Illustration by Eliza Fricker (www.missingthemark.blog)
When your child finds it difficult to do things, they can easily start to feel bad about themselves. They wanted to go roller blading, but the rink was just too hectic. They were looking forward to going shopping, but then the shopping centre was too bright and noisy. They wanted to go and see their friend, but when it came to it, something wasn’t right and you came home early.
It can start to feel like nothing works, and both parents and children start to feel despondent. Leaving early or giving up can feel like another failure, another example of how big the gap is between what you’d like to be doing, and what you actually are doing.
It isn’t a failure. It’s never a failure to give something a go, and then to decide it’s not the right thing now. It’s not a failure to be able to listen to your inner experience. It’s not a failure to decide to leave, that you’ll be happier elsewhere.
Most of us were not allowed to listen to our inner experience as children. We were told to push through, stop making a fuss, stick with it, you’ll enjoy when you get used to it. We learnt to ignore how we felt, to dismiss our feelings that this place was too bright, too loud, too much right now. We learnt to feel bad about our reactions. Everyone else seemed to be okay (although they were probably hiding it too).
One of the most powerful things we can do for our children is to reconnect with our own experience and to tell them about that. We can say ‘Wow that was way too loud for me’ or ‘What a relief to be out of there!’. We can celebrate their ability to make decisions, and we can enjoy the moment when we decide that we’d rather be at home playing Roblox. We can be happy in the car on the way home and sing silly songs.
Some of my best memories of when my children were young are the joy of a guilt-free leaving. The pantomime we left at the interval. The swimming pool where we were met by a wall of sound as we walked out the changing rooms – and we left without getting wet. The days out where it was clear that 20 minutes in the playground by the car park was in fact enough, even though we had paid for all day. The peace once we had decided that we wouldn’t be trying to make this work anymore, that enough was enough – and we could always try again another day. We could breathe out.
For that’s the advantage of seeing these moments as successes. Just because we’ve left today, doesn’t mean that we won’t try again in the future. If you know you can leave somewhere without feeling bad about it, then you’re more likely to feel you can give it another try at a different time. You leave on a high, not a low.

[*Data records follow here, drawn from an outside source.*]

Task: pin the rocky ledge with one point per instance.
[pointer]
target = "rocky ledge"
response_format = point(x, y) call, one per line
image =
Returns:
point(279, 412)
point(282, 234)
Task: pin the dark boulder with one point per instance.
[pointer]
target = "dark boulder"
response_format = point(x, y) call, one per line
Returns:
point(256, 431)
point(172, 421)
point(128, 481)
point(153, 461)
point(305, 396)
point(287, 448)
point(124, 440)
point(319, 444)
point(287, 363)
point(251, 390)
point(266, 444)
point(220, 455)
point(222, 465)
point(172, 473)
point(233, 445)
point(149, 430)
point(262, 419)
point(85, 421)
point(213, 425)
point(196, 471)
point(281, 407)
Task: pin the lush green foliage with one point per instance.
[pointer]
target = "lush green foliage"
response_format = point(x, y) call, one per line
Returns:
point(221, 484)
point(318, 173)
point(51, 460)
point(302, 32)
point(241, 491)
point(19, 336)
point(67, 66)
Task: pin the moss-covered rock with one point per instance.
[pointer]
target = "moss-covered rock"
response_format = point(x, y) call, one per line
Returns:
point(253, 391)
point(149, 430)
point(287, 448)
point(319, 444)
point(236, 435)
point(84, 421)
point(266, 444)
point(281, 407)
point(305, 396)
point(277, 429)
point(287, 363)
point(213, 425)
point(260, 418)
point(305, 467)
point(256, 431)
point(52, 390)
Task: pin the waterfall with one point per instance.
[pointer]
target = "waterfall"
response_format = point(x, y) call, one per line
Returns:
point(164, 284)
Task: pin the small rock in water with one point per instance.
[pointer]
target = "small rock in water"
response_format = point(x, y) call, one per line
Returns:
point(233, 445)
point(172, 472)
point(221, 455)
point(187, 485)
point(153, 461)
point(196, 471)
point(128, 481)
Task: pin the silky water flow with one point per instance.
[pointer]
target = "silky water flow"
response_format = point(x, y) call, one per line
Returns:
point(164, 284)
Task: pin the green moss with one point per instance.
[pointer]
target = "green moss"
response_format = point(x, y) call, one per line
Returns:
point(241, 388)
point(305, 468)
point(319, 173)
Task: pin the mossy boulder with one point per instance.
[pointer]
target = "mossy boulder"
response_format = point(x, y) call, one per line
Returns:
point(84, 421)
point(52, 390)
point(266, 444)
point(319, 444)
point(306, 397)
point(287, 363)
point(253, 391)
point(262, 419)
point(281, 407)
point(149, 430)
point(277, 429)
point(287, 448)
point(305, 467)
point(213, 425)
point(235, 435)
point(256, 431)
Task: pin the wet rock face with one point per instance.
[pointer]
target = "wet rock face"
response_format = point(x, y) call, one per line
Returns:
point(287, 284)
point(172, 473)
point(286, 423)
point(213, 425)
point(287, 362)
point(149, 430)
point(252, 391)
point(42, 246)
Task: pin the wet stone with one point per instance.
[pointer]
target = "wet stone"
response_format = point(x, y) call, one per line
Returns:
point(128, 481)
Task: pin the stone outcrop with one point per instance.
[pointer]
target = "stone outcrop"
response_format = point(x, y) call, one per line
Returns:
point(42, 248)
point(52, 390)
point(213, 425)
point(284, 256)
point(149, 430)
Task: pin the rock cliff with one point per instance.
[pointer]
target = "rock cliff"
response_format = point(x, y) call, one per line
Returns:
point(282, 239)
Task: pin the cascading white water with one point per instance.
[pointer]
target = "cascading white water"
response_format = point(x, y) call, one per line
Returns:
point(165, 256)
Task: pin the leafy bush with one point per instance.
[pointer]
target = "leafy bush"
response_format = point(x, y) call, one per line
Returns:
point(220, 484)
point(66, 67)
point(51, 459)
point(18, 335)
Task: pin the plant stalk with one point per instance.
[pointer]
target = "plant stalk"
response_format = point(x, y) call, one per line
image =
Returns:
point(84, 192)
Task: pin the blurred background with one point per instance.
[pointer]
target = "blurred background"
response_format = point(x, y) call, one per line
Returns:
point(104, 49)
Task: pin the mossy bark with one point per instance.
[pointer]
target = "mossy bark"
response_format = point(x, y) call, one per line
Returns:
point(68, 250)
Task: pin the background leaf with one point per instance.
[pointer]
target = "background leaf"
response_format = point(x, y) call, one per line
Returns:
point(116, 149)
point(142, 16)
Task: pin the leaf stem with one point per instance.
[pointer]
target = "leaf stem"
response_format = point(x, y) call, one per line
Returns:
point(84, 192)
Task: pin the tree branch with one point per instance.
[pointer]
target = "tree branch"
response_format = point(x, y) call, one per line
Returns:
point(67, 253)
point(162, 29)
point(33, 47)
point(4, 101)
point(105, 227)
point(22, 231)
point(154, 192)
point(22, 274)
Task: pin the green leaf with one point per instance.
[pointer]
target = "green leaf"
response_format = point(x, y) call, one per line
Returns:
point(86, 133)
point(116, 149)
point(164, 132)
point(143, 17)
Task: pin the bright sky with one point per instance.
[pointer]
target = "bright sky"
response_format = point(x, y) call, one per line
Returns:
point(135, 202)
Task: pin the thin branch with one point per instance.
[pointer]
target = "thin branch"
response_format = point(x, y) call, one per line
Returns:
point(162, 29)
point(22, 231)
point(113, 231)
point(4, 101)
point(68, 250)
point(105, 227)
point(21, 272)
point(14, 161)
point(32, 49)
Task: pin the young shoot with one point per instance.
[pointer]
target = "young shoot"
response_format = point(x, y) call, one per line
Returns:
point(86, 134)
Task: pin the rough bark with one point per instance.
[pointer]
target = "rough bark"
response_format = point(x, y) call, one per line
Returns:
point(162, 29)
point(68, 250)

Children are practicing a skill. It’s the skill of trying things out, and deciding that right now, I’ve had enough. It’s a skill many adults were not encouraged to develop, and where we often lag far behind our children.
It’s not too late, we can learn it too. We can listen to ourselves, as well as our children.
....swimming.... letting go of the weekly hell of swimming lessons at 3 years old - That was a milestone for me - Swim teachers saying - "He will love it when he gets in" ..while he screamed constantly until he got back to the changing rooms- and me feeling like some hopeless failure of a mother and panicking he was losing some fundamental childhood right that every every other kid was loving .... And then a lovely child psychologist said - Maybe he doesn't need to learn to swim yet - He doesnt have to be like other kids - and so it was - He never has been like other kids- He is himself.
This is beautiful. Thank you for your words of wisdom that make it normal to respect our own and our kids feeling of "I've had enough" instead of insisting on "getting the entire experience" just because we paid for it. Respect for people's feelings trumps other peoples expectations and money paid out.